Answer
$-\dfrac{(x+3)(3x-1)}{(x^2+1)^2}$.
Work Step by Step
Use distributive property.
$\dfrac{(x^2+1)\cdot 3-(3x+4)\cdot 2x}{(x^2+1)^2}\\
=\dfrac{3x^2+ 3-6x^2-8x}{(x^2+1)^2}$
Simplify by combining like terms.
$=\dfrac{-3x^2-8x+3}{(x^2+1)^2}$
Factor the numerator.
Factor out $-1$:
$=\dfrac{-(3x^2+8x-3)}{(x^2+1)^2}$
$=-\dfrac{3x^2+8x-3}{(x^2+1)^2}$
With $a=3$ and $c=-3$, $ac=3(-3)=-9$.
Look for factors of $-9$ whose sum is equal to $b=8$.
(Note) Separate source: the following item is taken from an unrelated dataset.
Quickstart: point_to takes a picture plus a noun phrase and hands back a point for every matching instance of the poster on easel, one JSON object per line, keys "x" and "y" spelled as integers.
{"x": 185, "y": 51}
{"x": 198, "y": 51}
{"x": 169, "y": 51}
The factors are $9$ and $-1$.
Rewrite the middle term $8x$ as $9x-1x$ to obtain:
$=-\dfrac{3x^2+9x-1x-3}{(x^2+1)^2}$
$=-\dfrac{(3x^2+9x)+(-1x-3)}{(x^2+1)^2}$
Factor out the GCF (Greatest Common Factor) in each group to obtain:
$=-\dfrac{3x(x+3)-1(x+3)}{(x^2+1)^2}$
$=-\dfrac{(x+3)(3x-1)}{(x^2+1)^2}$
The numerator and denominator have no common factors.
Hence, the lowest term is $-\dfrac{(x+3)(3x-1)}{(x^2+1)^2}$.